Rocío la observa completamente
confundida.
—¿Tu casa? No
puede ser, es que yo…
—¡Fuera de mi
casa!, si no quieres que llame a la policía.
—Pero, es que, déjame
explicarte por favor, anoche, anoche yo iba…
—¡Claro!, ya me
imagino lo que vas a decir, que anoche andabas de chismosa por el barrio, tratando
de enterarte qué hace la gente.
—No, por favor cómo
crees, yo soy una señora decente, es que el otro día casi me asaltan…
—Eso lo sé muy bien
—interrumpe Mirella—, fue gracias a mí que no te asaltaron.
—No, no, no fueron
ustedes, fue el serenazgo que hizo sonar su sirena.
—¿Serenazgo?,
¡ja!, a mí con serenazgo, fui yo la que tocó el pito, mamacita, o sea que le debes
a este pechito que no te robaran, pero en lugar de agradecerme, te metes en mi
casa, Dios sabe con qué intenciones.
—¡Seguro está
buscando a tu marido!, yo la vi el otro día —grita Carmela que acaba de entrar
permitiendo que se filtre el bullicio de la gente que se ha aglomerado en la
calle.
—¡No!, eso es una
calumnia, yo andaba detrás de un hombre que...
—¡Ah!, o sea que
lo confiesas, andabas detrás de un hombre.

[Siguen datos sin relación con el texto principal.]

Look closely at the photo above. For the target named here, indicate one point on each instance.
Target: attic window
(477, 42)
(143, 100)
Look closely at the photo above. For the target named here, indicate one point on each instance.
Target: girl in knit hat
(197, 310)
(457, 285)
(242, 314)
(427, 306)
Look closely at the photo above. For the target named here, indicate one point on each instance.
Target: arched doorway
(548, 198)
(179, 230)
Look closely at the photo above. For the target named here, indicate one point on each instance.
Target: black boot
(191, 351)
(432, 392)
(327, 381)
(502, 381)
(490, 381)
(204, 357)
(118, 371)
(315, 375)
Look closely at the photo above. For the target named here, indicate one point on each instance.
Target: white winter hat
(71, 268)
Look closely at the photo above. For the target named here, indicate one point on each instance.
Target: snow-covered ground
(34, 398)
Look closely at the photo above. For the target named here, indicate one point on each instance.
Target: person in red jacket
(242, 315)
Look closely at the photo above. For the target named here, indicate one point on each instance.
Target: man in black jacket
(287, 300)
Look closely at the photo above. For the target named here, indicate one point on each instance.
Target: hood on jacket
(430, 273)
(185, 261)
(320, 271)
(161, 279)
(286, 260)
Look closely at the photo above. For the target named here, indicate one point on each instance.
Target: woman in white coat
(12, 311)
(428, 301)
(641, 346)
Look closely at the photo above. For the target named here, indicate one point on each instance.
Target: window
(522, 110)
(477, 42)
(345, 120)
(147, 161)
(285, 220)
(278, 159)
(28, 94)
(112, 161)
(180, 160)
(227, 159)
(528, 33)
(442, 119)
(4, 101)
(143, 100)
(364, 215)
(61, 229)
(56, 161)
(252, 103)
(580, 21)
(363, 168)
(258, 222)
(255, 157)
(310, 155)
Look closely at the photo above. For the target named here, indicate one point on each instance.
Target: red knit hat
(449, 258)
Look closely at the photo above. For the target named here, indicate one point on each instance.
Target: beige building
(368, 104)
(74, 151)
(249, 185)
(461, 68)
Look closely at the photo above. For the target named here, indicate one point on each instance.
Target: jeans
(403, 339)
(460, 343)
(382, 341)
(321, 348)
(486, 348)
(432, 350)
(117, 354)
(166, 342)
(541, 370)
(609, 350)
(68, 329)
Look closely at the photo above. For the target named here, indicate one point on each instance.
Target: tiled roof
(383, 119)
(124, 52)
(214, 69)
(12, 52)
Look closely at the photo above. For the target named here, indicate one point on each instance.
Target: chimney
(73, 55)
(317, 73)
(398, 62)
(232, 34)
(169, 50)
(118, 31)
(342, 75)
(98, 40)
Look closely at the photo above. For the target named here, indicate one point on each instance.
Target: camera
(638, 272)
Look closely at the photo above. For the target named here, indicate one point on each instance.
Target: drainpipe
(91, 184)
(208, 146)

En ese instante, debido a los
gritos, ya los vecinos han hecho venir una patrulla, ingresan dos serenos, uno
de ellos observa a las mujeres y mueve la cabeza, «otra vez ustedes», dice con
fastidio. «pero es que, oficial…», intenta explicar Mirella, este la detiene. «A
la comisaría», indica. Una vez allí, el primer oficial informa a su jefe
respecto al altercado, recordándole que en varias oportunidades esas dos
señoras han alterado el orden público y que merecen una sanción.
—Bien —dice el
comandante—, todas pasarán unas horas en la cárcel hasta que se aclaren los
hechos.
Rocío mira a todos
por encima del hombro y se dispone a salir, un oficial se lo impide.
—Usted no va a
ninguna parte, señora, tiene que acompañarnos.
—Pero, ¿a dónde?
—Al mismo lugar donde
irán sus comadres.
—¿Yo?, ¿con ellas?,
pero, oficial, usted no puede comparar.
—Las tres solo son
unas chismosas, así que se la van a pasar bien, compartiendo sus experiencias
por algunas horas.
Luego de unos minutos se abren los
barrotes de la celda donde las comadres están retenidas, una asustada Rocío
ingresa, ya no va erguida ni con poses, le han hecho colocarse un overol plomo,
igual que a las otras. Horas después, entregan la llave de la celda a la vigilante,
«Saca a esas tías, ya es hora de que se vayan a casa, ojalá hayan aprendido la
lección. ¡Ah!, ten cuidado con una de ellas, no vaya a ser que presente cargos,
es una tía estirada».
Al rato vuelve la celadora; «Ya las
solté», dice, «Están cambiándose de ropa, pero si había una tía estirada, te
aseguro que ya no existe. En la celda solo hay tres chismosas arrepentidas».